To Utah Sate University scientists and NASA, space farming doesn’t mean growing the first tomatoes on Mars. However, astronauts who might venture there, and those who live and work in space now, need more than Tang to keep them going. They will be eating food grown aboard their spacecraft, some of it developed at Utah State University’s Crop Physiology Laboratory with funding from NASA and the Utah Agricultural Experiment Station.
USU-Apogee wheat is the first crop developed specifically to grow in space where the light “sun” can shine 24 hours, where roots never touch soil, and room to grow is at a premium. USU-Apogee (named for the point in an orbit farthest from the Earth) was successfully grown aboard the International Space Station from April to June 2003, thriving in the unusual conditions because its seed heads emerge just 23 days after germination and it is only 40 cm (16 inches) tall, about half the height of terrestrial wheat.

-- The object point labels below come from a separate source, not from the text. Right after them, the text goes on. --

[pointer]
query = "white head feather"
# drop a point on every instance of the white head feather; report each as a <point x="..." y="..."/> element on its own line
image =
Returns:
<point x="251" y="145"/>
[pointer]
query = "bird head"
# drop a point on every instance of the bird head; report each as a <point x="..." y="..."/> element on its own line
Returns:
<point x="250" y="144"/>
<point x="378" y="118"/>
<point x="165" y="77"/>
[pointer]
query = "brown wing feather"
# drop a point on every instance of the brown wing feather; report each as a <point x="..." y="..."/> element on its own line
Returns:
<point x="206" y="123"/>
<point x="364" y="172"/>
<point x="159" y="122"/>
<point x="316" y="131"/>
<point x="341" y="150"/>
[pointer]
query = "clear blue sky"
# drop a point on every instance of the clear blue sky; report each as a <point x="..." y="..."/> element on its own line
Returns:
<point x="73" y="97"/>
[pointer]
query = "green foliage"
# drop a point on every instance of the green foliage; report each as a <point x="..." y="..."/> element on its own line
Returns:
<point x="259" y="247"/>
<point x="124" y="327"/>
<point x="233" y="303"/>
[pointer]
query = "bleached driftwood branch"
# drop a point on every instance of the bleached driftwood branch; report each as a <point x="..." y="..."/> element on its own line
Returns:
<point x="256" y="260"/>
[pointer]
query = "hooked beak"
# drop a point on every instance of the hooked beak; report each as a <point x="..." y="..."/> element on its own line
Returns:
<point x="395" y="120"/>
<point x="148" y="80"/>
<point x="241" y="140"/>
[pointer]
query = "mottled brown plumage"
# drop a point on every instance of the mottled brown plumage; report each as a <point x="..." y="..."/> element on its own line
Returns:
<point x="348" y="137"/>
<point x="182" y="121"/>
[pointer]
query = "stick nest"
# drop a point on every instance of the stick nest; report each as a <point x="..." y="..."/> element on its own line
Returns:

During long space missions, crops grown in chambers, like those designed and built at USU’s Space Dynamics Laboratory, can provide food for astronauts, purify water, and recycle carbon dioxide into oxygen. Launching seeds in place of additional packaged food also reduces the weight of supply payloads which reduces launch costs, an important consideration as the duration of NASA missions gets longer and astronauts require more life support. Researchers say that although astronauts don’t actually till earth while they orbit Earth, they may get a psychological boost from tending green, growing plants.
Since USU-Apogee’s release, the Crop Physiology Laboratory team, under the direction of Bruce Bugbee, professor in the Department of Plants, Soils and Climate, has developed a related wheat variety, USU-Perigee (named for the point in an orbit closest to the Earth), and has turned its attention to producing and testing other food crops developed specifically to be grown in space. In the near future, astronauts may dine on “space salad” that includes lettuces and Micro-Tina tomatoes tested at USU. Other plant varieties being tested include Super Dwarf rice, Hoyt soybeans, Triton peppers and Earligreen peas.